Viacom to Google – YouTube aren’t the boss of me now!


Viacom’s ditching YouTube, and says they are glad they did.   This  FT story suggests that we may seeing the beginning of what could become a monumental shift in content distribution online.   Viacom has forced YouTube to delete Comedy Central and other popular clips, and says these deletions have resulted in people heading over to the Comedy Central website to find the content rather than YouTube.  This was exactly what Viacom wanted.

Key questions are shaking out about online video:
*How much  of the video traffic is to the “professional” content like that produced by  Viacom vs amateur content?

* How important are search engines / major video sites to finding clips?    The Viacom statement suggests that people will seek the clips they want away from YouTube.   However if they are using Google search to find the alternative locations of the clips Google may have successfully covered both these bases with the YouTube aquisition.

* The most important question is about $money$ and it is simply this – can video be monetized well?   Nobody knows yet.   I predict the answer is going to be somewhat complex, but basically no, you can’t monetize it nearly as well as pay per click advertising, where the information experience can be integrated well with the buying experience.    With Video this match is going to be more difficult and usually impossible.   Somebody watching a “Daily Show” clip is primarily interested in a quick laugh, and seems unlikely to wind up clicking off on an advertisement and almost totally unlikely to buy something as part of the Comedy Central clip watching experience.

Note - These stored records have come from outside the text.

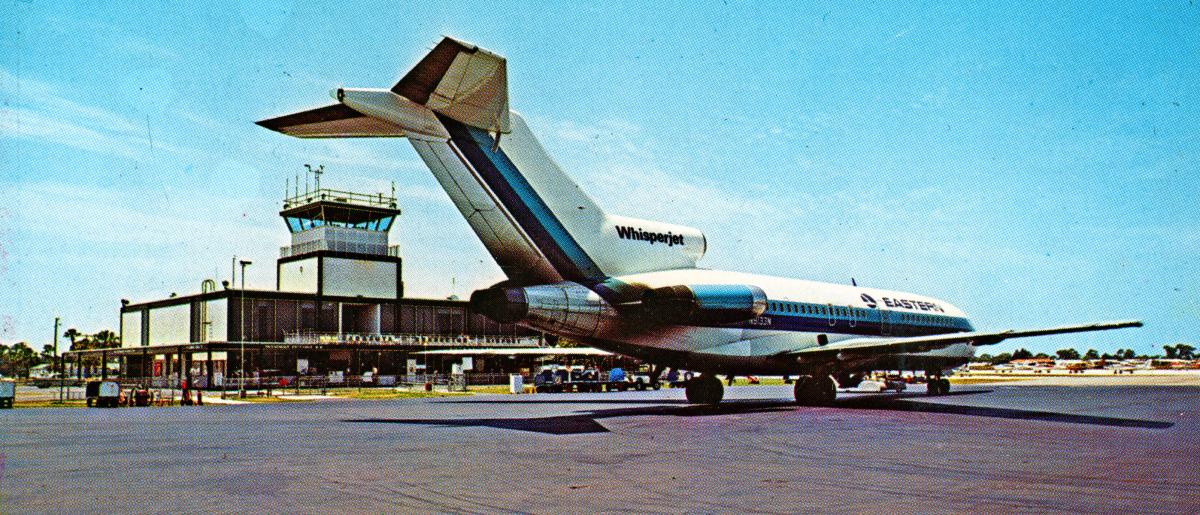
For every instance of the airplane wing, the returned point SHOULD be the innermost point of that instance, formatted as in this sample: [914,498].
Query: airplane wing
[845,348]
[331,121]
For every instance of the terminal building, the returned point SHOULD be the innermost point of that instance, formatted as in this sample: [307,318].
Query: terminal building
[339,307]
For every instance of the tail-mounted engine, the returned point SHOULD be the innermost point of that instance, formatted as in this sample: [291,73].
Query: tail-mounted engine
[703,304]
[565,307]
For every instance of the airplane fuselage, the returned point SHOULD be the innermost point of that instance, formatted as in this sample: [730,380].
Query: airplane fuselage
[797,315]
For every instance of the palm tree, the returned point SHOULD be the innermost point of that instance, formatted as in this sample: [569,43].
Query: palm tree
[107,339]
[71,334]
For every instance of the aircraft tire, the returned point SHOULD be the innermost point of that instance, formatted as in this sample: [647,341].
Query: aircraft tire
[819,390]
[705,390]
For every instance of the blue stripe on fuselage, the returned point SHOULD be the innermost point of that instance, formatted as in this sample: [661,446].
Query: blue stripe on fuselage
[863,327]
[523,203]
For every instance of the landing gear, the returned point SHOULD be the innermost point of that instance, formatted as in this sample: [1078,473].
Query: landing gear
[846,379]
[815,390]
[706,389]
[936,384]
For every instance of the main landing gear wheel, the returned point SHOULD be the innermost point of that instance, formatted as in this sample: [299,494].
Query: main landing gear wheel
[937,387]
[706,389]
[819,390]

Sure there will be some room to market clip specific advertising like Comedy Central hats, but that type of thing is not much of a market for the burgeoning video content industry.    Even junky clips take a lot more time to produce and and bandwidth to distribute than text content, so the revenue equation is simply not as favorable and probably will always be a challenge.

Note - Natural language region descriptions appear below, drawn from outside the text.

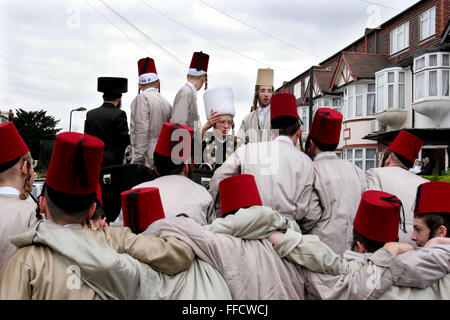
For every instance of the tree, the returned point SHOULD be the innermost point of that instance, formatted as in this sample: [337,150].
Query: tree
[35,126]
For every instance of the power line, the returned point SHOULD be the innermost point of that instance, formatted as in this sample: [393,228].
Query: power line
[131,39]
[143,33]
[258,30]
[213,41]
[380,5]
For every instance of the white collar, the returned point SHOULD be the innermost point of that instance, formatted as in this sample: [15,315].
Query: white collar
[284,138]
[192,87]
[325,154]
[263,110]
[150,89]
[9,191]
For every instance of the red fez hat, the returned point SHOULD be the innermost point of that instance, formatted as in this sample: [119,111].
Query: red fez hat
[406,145]
[433,197]
[75,164]
[283,110]
[99,195]
[326,126]
[175,137]
[141,207]
[199,64]
[11,143]
[378,216]
[239,191]
[147,70]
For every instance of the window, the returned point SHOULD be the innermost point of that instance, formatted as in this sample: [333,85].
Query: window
[432,83]
[390,85]
[370,99]
[401,90]
[445,82]
[400,38]
[433,78]
[380,91]
[363,158]
[427,23]
[419,85]
[298,90]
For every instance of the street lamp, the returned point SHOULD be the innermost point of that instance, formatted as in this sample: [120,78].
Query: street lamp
[78,109]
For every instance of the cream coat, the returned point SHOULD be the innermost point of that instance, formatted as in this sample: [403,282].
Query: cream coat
[15,216]
[38,273]
[284,176]
[250,130]
[401,183]
[179,195]
[184,109]
[119,276]
[251,268]
[149,110]
[339,185]
[418,274]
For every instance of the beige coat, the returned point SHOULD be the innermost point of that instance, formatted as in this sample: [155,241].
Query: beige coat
[149,110]
[250,130]
[339,185]
[15,216]
[284,176]
[401,183]
[184,109]
[38,273]
[115,275]
[418,274]
[368,276]
[179,195]
[251,268]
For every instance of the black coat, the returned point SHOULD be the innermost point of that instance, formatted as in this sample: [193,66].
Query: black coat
[109,124]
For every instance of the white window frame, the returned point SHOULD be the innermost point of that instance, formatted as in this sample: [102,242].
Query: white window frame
[383,87]
[428,18]
[425,72]
[400,31]
[350,99]
[363,160]
[298,90]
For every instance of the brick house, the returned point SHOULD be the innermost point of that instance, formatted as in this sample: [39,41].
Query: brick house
[394,77]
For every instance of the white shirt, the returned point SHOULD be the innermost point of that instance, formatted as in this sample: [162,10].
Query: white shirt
[284,138]
[150,89]
[9,190]
[324,154]
[262,114]
[194,89]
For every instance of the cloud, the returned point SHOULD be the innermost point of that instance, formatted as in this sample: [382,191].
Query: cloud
[55,50]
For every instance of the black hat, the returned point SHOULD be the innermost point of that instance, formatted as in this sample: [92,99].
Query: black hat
[112,85]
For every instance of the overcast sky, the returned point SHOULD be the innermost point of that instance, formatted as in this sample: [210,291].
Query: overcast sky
[51,52]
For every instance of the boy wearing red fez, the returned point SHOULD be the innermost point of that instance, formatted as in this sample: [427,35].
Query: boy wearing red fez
[37,272]
[356,274]
[339,183]
[432,214]
[179,194]
[185,109]
[108,122]
[394,177]
[16,183]
[149,110]
[284,175]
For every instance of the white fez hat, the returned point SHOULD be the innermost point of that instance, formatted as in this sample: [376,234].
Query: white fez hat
[220,99]
[265,77]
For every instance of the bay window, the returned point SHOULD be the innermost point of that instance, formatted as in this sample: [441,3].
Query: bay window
[390,85]
[431,75]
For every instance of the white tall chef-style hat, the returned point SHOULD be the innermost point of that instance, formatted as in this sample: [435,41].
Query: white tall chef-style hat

I think a major challenge with Video is that many think the online video experience and advertising will be similar to Television content and monetizing.   It won’t.   Decentralized control and the fact almost anybody can and will produce content are changing things rapidly and globally.

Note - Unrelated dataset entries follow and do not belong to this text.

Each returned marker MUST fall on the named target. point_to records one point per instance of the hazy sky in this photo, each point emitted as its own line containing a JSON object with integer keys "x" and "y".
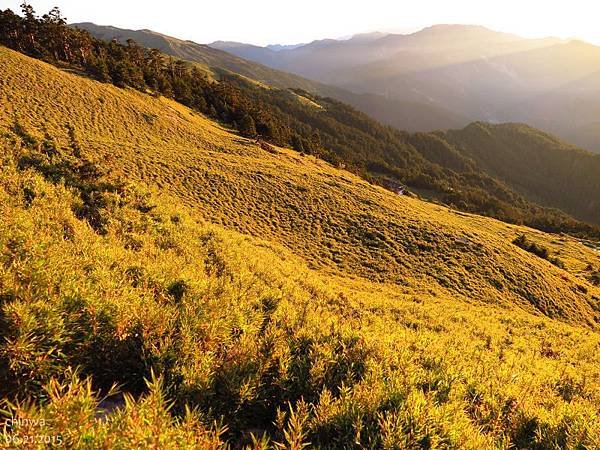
{"x": 272, "y": 21}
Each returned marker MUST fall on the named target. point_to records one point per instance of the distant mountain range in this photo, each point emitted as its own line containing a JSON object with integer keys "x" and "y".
{"x": 538, "y": 166}
{"x": 405, "y": 115}
{"x": 472, "y": 71}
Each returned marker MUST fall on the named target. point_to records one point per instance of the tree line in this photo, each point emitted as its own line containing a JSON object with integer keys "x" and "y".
{"x": 323, "y": 127}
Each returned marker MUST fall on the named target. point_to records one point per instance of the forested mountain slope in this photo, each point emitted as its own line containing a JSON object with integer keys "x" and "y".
{"x": 281, "y": 299}
{"x": 405, "y": 115}
{"x": 470, "y": 70}
{"x": 542, "y": 167}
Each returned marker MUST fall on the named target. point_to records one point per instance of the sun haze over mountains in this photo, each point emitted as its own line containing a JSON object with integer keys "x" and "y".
{"x": 332, "y": 245}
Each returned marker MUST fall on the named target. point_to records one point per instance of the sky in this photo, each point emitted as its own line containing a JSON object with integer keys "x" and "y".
{"x": 264, "y": 22}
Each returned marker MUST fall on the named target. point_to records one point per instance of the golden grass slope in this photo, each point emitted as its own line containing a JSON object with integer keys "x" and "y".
{"x": 332, "y": 219}
{"x": 422, "y": 325}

The video fun, junky content, and advertising experiments have only just begun.

3 thoughts on “Viacom to Google – YouTube aren’t the boss of me now!

  1. Pingback: Advertising isn't understood - blog - James Cridland

  2. Hi James –

    Hey, it’s not ignorance, it’s ADVERTISING!

    Yes I believe that most (though of course not all) advertising has negative ROI and I’d love to see some studies that are *not* from the industry itself to challenge this notion. It’s also common here in te USA to assert that advertising based branding campaigns are critical to success. I assume you feed your kids by convincing clients that radio is best for this?

    I would suggest that most successfully branded companies (Google, ATT, Coke) *started out* with new, innovative stuff and that the advertising came later to support that success.

    My “expertise”, to the extent anybody has that in the shameless mess called brand marketing, is primarily with medium and small travel businesses so I’m open to the idea that branding may work on a global scale where a large percentage of a population has interest in the product *and* you can reach them cheaply. But rules that apply to Pepsi or Telephone empires are commonly – and foolishly – applied to small and medium businesses and destinations that squander millions on silly “branding” campaigns that that rarely work (no? examples?.

    I’m open to being proved wrong, but conventional wisdom often means conventional ignorance.